My heart is breaking, I can't think straight and I don't know what to do. If I call our ped, is she going to brush it off or is she going to have him committed...I just don't know what to do. I am just so sad and scared.
This isn't related to any particular incident, nothing "bad" has happened, he doesn't go to school, he isn't being bullied (although I have not exactly been a stellar mother)...I just don't know what to do.
My heart is breaking, I can't think straight and I don't know what to do. If I call our ped, is she going to brush it off or is she going to have him committed...I just don't know what to do. I am just so sad and scared.
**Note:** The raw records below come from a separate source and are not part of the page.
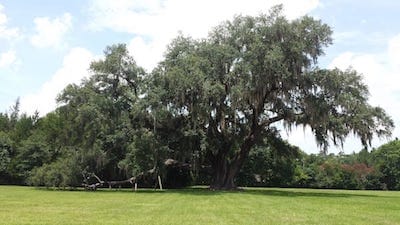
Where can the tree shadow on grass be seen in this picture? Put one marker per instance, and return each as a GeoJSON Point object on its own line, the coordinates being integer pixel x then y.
{"type": "Point", "coordinates": [203, 191]}
{"type": "Point", "coordinates": [282, 192]}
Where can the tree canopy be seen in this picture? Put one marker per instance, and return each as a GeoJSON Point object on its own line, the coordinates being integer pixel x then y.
{"type": "Point", "coordinates": [209, 106]}
{"type": "Point", "coordinates": [253, 72]}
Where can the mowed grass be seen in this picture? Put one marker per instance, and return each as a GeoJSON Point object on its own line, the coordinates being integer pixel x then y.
{"type": "Point", "coordinates": [27, 205]}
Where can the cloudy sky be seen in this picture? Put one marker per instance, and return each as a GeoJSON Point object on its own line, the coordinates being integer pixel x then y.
{"type": "Point", "coordinates": [46, 44]}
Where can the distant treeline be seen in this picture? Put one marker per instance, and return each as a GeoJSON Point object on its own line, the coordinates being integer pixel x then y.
{"type": "Point", "coordinates": [56, 149]}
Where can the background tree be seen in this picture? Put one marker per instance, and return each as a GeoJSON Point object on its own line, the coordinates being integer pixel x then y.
{"type": "Point", "coordinates": [253, 72]}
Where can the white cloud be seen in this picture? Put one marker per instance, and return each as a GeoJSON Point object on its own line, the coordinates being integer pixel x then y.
{"type": "Point", "coordinates": [381, 74]}
{"type": "Point", "coordinates": [50, 33]}
{"type": "Point", "coordinates": [5, 31]}
{"type": "Point", "coordinates": [7, 58]}
{"type": "Point", "coordinates": [74, 69]}
{"type": "Point", "coordinates": [156, 22]}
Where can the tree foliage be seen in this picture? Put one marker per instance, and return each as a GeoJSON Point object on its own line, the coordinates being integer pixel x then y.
{"type": "Point", "coordinates": [212, 106]}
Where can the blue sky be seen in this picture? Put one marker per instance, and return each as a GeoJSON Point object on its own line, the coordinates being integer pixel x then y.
{"type": "Point", "coordinates": [46, 44]}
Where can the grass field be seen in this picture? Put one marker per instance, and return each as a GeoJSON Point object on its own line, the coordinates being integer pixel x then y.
{"type": "Point", "coordinates": [26, 205]}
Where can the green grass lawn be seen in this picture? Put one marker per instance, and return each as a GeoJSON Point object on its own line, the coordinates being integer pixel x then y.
{"type": "Point", "coordinates": [27, 205]}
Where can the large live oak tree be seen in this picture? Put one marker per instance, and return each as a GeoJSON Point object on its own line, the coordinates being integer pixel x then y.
{"type": "Point", "coordinates": [252, 73]}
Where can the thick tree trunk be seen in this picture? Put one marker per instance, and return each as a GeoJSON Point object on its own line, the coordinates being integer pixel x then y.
{"type": "Point", "coordinates": [225, 170]}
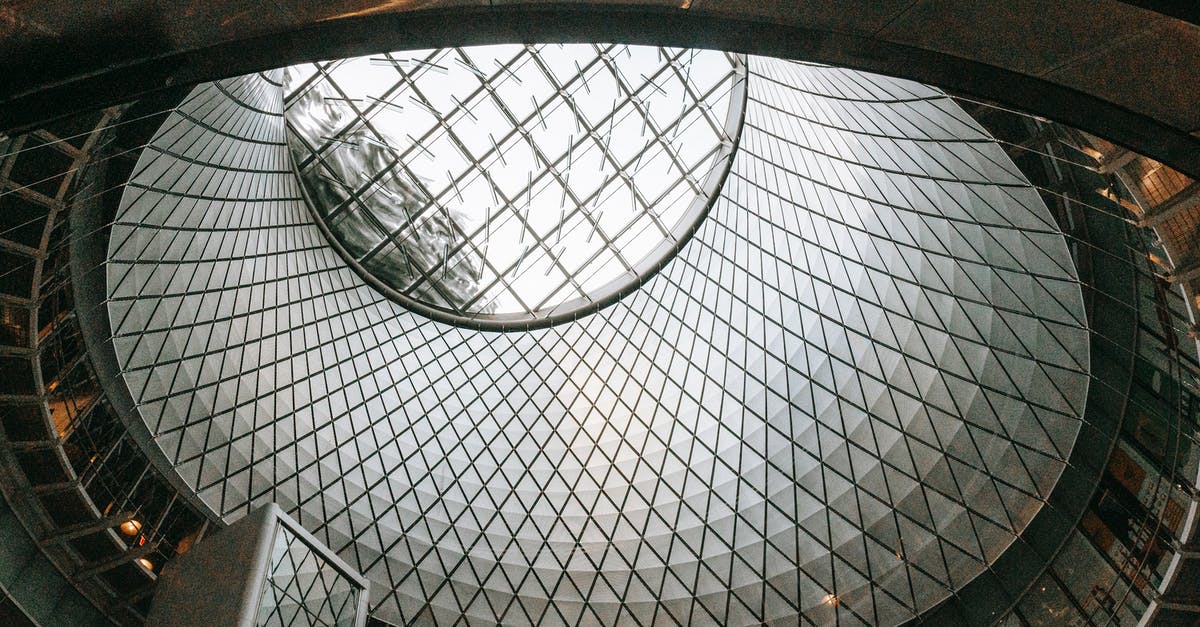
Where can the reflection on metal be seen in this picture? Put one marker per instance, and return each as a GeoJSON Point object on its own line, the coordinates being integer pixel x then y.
{"type": "Point", "coordinates": [264, 569]}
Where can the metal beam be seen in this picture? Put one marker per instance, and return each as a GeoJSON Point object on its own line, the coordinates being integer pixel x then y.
{"type": "Point", "coordinates": [1176, 204]}
{"type": "Point", "coordinates": [85, 529]}
{"type": "Point", "coordinates": [102, 566]}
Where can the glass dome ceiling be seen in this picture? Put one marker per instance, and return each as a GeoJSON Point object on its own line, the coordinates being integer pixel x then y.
{"type": "Point", "coordinates": [513, 185]}
{"type": "Point", "coordinates": [840, 401]}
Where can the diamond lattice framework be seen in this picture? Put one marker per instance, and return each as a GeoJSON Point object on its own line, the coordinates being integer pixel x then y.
{"type": "Point", "coordinates": [844, 398]}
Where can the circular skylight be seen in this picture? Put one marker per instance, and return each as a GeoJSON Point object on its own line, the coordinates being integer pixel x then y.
{"type": "Point", "coordinates": [513, 185]}
{"type": "Point", "coordinates": [840, 402]}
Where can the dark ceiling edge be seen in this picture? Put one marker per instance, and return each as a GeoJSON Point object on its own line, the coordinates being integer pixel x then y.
{"type": "Point", "coordinates": [557, 23]}
{"type": "Point", "coordinates": [1185, 10]}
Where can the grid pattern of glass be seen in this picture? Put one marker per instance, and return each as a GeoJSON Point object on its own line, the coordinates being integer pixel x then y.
{"type": "Point", "coordinates": [513, 183]}
{"type": "Point", "coordinates": [841, 400]}
{"type": "Point", "coordinates": [304, 590]}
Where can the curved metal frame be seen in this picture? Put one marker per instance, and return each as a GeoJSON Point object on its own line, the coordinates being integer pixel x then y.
{"type": "Point", "coordinates": [610, 292]}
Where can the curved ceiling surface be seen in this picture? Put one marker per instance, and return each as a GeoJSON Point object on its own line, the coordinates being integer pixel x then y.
{"type": "Point", "coordinates": [509, 185]}
{"type": "Point", "coordinates": [843, 399]}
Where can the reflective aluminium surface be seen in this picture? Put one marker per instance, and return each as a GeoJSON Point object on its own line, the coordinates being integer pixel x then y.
{"type": "Point", "coordinates": [843, 398]}
{"type": "Point", "coordinates": [508, 185]}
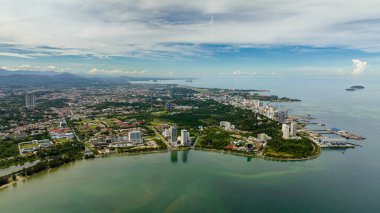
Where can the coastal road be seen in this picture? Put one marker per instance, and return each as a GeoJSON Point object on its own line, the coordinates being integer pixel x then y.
{"type": "Point", "coordinates": [162, 138]}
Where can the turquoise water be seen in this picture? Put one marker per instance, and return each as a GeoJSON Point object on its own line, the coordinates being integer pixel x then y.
{"type": "Point", "coordinates": [195, 181]}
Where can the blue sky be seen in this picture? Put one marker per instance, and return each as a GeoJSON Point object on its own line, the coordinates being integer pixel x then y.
{"type": "Point", "coordinates": [192, 38]}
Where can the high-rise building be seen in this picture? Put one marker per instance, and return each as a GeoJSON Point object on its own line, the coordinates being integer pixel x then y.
{"type": "Point", "coordinates": [30, 101]}
{"type": "Point", "coordinates": [185, 137]}
{"type": "Point", "coordinates": [226, 125]}
{"type": "Point", "coordinates": [281, 115]}
{"type": "Point", "coordinates": [135, 136]}
{"type": "Point", "coordinates": [293, 129]}
{"type": "Point", "coordinates": [285, 131]}
{"type": "Point", "coordinates": [173, 134]}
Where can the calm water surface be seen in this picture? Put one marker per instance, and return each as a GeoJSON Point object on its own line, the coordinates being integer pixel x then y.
{"type": "Point", "coordinates": [337, 181]}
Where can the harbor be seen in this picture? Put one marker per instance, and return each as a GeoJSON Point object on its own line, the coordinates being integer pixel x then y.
{"type": "Point", "coordinates": [327, 138]}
This isn't related to any particular incident, nothing "bad" has happened, he doesn't go to school, he isn't being bullied (although I have not exactly been a stellar mother)...I just don't know what to do.







What I would do in your situation would be to start the road to finding out more about what might be going on with him, especially since you say you've had suspicions for a while that something isn't right. I might ask the pediatrician, but would also call a child psychologist for advice on whether some sort of therapy or evaluation is warranted.